Along with adding new features to the system in the future, the USB connection also allows you to transfer recorded radio shows to your PC, or put MP3s directly on to the SD card, which sits in the reader on the front of the system, alongside a third auxiliary input.
MP3s aren't sorted by album or artist automatically. Instead, you need to organise them into different folders yourself on the PC. But the good news is that it can read ID3 tags, so at least you know what's playing and it will play albums in the right order.
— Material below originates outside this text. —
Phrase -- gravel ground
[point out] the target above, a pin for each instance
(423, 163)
It also supports M3U playlists, allowing for good old-fashioned manual playlist creation, though this can only be achieved using a computer.
Other notable features include support for MP3 CDs, several clock alarms, up to 20 DAB recording schedules, 99 DAB and 24 FM presets and full bass and treble control for customised listening preferences.
The Legato II does a pretty good job of reproducing a wide range of audio, from the melodic strumming of folk rock, through to the complexities of modern progressive metal. Using a lossless file through the auxiliary input, KT Tunstall's Black Horse and The Cherry Tree bit through the speakers and into our ears with excellent clarity and definition. This track demonstrated the Legato II's strength at mid- and high-range frequency reproduction.
Moving on to Dream Theater's Peruvian Skies, we heard a great ability to drive a complex but well-mixed blend of guitars, a unique range of keyboard effects, powerful drums and complex bass patterns. While performance with this type of music could be improved upon in terms of overall definition, we were very content with the Legato II's general audio performance.
Using the Legato II's independent bass and treble controls really makes a difference and adds significant warmth and body to any audio played on the system. Rock music in particular sounds improved by using these tweaks and bass-driven dance anthems sound much more powerful, too.
The Legato II is an all-round great performer and the DAB recording and EPG features are superb. The only downside is that it's a little on the expensive side, but if you're planning on using all of the features it boasts, it's worth paying the extra.